Oil and gas facility operators worldwide are solving this puzzle by deploying continuous wall thickness monitoring systems to track corrosion in critical locations. Not only does tighter monitoring enable cost-effective tracking of corrosion in areas of concern, it also enables a refiner to pinpoint specific feedstock or process operations causing accelerated corrosion rates.

 

Jake goes on to explain that crude tower overhead systems are particularly susceptible to corrosion and offers a detailed description of how Permasense corrosion sensors work, and where to place them in the overhead systems.

 

A typical overhead monitoring system would consist of 20-30 measurement locations, with between two and five sensors per location, for a total of 40 to 150 sensors, depending on the system configuration, metallurgy and operating conditions. Real-time corrosion data from ultrasonic sensors installed in the crude overheads system provides an effective understanding of the equipment integrity and the effectiveness of the overhead chemical treatment program.

 

Jake offers two examples of refiners using corrosion monitoring with great success. In the first case, corrosion monitoring is used to adjust chemical treatments. In the second case, a refiner is identifying differences in batches of crude that caused increased corrosion.

 

A European refiner used a network of ultrasonic sensors installed across the overhead system to adjust the treatment chemical dosage to stabilize corrosion.
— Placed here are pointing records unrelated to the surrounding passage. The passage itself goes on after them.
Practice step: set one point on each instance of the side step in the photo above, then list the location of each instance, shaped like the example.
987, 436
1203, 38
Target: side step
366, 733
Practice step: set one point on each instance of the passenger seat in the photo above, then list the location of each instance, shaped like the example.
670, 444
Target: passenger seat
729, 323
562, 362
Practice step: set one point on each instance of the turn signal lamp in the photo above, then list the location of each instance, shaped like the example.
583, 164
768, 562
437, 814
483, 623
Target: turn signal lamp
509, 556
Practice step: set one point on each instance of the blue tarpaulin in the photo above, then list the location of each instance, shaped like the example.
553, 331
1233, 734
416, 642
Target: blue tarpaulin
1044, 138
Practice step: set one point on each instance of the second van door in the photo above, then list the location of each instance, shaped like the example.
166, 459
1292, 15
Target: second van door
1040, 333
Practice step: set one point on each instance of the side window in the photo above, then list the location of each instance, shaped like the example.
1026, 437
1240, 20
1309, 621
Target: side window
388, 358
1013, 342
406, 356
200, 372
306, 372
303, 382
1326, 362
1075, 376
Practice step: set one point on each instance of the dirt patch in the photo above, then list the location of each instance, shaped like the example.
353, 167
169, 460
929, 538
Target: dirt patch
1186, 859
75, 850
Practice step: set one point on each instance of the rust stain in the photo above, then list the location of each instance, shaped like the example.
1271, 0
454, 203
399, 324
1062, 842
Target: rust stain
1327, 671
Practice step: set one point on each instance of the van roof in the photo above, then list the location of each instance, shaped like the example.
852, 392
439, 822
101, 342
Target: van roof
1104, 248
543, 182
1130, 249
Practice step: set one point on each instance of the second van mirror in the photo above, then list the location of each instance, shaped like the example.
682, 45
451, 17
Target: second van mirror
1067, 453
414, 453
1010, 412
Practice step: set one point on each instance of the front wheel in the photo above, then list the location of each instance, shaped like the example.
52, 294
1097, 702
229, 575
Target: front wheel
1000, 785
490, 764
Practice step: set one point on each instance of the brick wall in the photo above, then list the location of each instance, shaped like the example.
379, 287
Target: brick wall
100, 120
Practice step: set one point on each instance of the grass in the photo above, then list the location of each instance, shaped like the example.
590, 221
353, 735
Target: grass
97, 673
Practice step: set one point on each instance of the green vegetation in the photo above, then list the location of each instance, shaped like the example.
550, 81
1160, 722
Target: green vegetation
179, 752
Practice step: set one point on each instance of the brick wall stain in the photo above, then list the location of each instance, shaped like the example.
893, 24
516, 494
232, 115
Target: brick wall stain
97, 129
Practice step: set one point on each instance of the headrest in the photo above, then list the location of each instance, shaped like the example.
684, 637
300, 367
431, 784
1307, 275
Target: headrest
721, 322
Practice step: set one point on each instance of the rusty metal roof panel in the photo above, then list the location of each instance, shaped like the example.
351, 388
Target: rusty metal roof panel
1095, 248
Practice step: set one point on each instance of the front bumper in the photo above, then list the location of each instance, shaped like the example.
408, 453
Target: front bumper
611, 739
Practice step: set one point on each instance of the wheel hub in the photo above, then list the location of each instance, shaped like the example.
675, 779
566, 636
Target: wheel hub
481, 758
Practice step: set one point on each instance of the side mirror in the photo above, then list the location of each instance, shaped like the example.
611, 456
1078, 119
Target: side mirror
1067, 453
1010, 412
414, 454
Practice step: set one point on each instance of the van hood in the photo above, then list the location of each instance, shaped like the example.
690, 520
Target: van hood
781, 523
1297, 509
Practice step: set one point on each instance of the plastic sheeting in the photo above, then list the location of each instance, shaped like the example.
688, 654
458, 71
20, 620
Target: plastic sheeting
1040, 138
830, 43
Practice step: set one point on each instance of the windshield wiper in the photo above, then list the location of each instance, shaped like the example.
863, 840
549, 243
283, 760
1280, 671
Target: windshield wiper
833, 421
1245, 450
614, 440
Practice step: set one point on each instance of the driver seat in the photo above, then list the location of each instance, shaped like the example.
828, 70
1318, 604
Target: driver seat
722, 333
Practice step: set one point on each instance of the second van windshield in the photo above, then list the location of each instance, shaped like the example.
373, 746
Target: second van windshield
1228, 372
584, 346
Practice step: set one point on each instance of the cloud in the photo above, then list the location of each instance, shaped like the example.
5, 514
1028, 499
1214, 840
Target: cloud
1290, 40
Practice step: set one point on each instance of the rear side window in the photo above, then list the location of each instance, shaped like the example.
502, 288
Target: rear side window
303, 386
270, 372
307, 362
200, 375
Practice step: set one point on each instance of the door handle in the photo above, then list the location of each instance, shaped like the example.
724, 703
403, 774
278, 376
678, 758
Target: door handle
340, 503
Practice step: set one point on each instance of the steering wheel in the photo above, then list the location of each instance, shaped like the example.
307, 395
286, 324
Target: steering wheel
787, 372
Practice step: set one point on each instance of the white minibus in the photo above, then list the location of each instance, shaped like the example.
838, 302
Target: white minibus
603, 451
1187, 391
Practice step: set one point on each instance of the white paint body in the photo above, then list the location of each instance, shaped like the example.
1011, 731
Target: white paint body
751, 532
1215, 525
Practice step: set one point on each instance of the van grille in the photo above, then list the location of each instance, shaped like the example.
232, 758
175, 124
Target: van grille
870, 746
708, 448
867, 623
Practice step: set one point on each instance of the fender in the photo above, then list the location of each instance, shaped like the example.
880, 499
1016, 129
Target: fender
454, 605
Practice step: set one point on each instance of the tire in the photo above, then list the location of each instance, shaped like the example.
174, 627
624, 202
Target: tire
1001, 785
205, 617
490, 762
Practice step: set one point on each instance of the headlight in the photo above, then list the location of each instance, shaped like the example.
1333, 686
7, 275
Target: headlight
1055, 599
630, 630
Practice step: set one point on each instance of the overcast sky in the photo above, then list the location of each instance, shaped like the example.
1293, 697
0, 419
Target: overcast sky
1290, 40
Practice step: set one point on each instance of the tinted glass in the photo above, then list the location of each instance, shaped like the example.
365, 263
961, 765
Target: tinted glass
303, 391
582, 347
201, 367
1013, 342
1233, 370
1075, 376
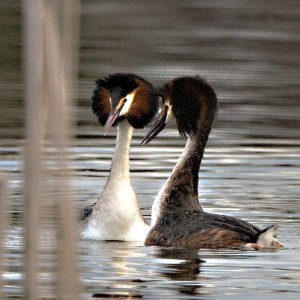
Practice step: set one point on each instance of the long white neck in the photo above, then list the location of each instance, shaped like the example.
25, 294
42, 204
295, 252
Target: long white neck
120, 162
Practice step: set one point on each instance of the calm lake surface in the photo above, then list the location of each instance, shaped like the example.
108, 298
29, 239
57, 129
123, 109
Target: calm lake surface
250, 52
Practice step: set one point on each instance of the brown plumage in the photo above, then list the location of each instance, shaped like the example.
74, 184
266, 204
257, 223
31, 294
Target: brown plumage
177, 217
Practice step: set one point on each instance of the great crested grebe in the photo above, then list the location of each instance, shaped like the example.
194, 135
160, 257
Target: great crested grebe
178, 219
128, 101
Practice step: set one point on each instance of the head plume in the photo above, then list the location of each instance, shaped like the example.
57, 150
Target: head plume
189, 98
144, 102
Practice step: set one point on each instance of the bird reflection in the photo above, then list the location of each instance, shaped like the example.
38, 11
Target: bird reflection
184, 265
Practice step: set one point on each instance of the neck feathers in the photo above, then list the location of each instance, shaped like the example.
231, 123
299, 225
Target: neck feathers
120, 162
181, 189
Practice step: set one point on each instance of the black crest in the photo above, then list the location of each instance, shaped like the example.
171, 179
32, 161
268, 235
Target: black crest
144, 105
189, 96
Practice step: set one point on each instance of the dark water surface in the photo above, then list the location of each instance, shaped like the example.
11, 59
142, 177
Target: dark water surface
250, 52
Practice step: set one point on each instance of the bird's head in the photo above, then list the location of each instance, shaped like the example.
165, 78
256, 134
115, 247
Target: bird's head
187, 100
124, 96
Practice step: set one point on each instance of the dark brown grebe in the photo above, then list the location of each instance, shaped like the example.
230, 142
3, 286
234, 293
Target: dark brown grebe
178, 219
128, 101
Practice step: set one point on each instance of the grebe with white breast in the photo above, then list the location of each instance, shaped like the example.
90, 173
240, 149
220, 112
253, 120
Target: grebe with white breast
128, 101
177, 217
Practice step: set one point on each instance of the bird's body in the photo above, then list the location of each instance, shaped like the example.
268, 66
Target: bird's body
178, 219
116, 214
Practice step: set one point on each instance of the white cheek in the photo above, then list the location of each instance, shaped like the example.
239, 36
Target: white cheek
127, 105
170, 117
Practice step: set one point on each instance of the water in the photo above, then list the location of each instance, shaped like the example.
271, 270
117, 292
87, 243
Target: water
250, 53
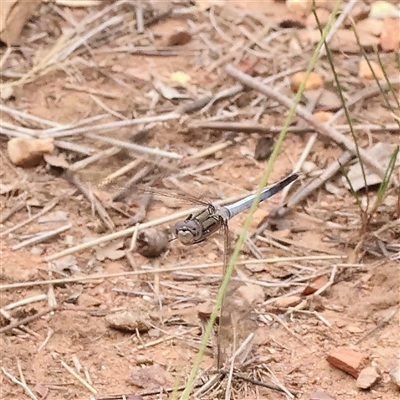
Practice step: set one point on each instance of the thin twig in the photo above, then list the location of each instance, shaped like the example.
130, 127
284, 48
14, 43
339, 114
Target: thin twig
27, 320
323, 129
41, 237
18, 285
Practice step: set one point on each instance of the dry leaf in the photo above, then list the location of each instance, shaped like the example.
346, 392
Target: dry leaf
57, 161
344, 40
111, 251
381, 152
206, 4
13, 16
27, 152
326, 101
78, 3
314, 81
390, 37
323, 116
302, 7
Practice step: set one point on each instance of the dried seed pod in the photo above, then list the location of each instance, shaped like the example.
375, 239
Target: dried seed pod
152, 242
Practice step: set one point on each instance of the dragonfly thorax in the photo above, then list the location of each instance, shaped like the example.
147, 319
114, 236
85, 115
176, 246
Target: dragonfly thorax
189, 231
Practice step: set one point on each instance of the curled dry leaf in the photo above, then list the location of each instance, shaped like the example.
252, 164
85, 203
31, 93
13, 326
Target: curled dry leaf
26, 152
180, 77
314, 81
13, 17
370, 70
179, 39
57, 161
390, 37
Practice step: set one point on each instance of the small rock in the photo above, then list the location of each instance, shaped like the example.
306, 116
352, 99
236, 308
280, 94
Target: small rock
323, 17
26, 152
259, 216
321, 396
369, 71
150, 377
395, 376
6, 93
289, 301
368, 377
372, 26
263, 148
251, 294
302, 7
314, 81
86, 300
129, 320
383, 9
315, 285
152, 242
354, 329
348, 360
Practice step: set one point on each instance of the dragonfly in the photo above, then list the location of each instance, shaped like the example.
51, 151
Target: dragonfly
198, 227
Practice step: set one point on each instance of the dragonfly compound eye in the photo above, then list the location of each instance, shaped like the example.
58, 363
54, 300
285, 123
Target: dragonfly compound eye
188, 232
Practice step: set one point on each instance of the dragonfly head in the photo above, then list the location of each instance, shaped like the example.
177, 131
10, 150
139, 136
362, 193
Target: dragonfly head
188, 232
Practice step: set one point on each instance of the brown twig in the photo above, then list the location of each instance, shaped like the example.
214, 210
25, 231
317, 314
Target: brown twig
323, 129
27, 320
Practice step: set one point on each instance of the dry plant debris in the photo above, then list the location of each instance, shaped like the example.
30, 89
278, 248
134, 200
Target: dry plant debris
189, 97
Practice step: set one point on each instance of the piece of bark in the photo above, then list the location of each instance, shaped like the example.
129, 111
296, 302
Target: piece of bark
348, 360
368, 377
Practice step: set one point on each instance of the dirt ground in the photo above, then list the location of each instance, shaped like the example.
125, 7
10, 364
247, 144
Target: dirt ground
319, 236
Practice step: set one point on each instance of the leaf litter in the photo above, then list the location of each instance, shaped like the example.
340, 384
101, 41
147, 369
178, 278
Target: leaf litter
134, 101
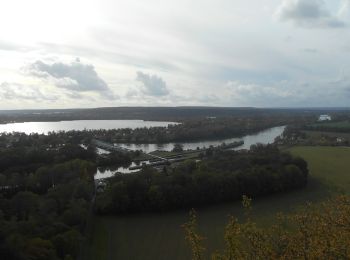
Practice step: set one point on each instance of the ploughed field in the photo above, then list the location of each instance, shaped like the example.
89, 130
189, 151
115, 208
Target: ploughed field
160, 236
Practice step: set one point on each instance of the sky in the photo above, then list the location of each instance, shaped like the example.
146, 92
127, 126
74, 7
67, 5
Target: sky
103, 53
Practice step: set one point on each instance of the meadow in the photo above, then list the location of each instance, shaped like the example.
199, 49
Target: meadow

Once the chemical dose was optimized, the sensor data showed that the corrosion trend had been stabilized. A North American refiner was able to monitor corrosion rates in the overhead system attributable to specific batches of crude. Analysis showed a high and unusual level of organic chloride in the crude oil, probably due to the use of well-stimulant chemicals in the upstream oil production process. This refiner now routinely tests every new batch of crude feedstock for organic acids to pre-empt any corrosion problems.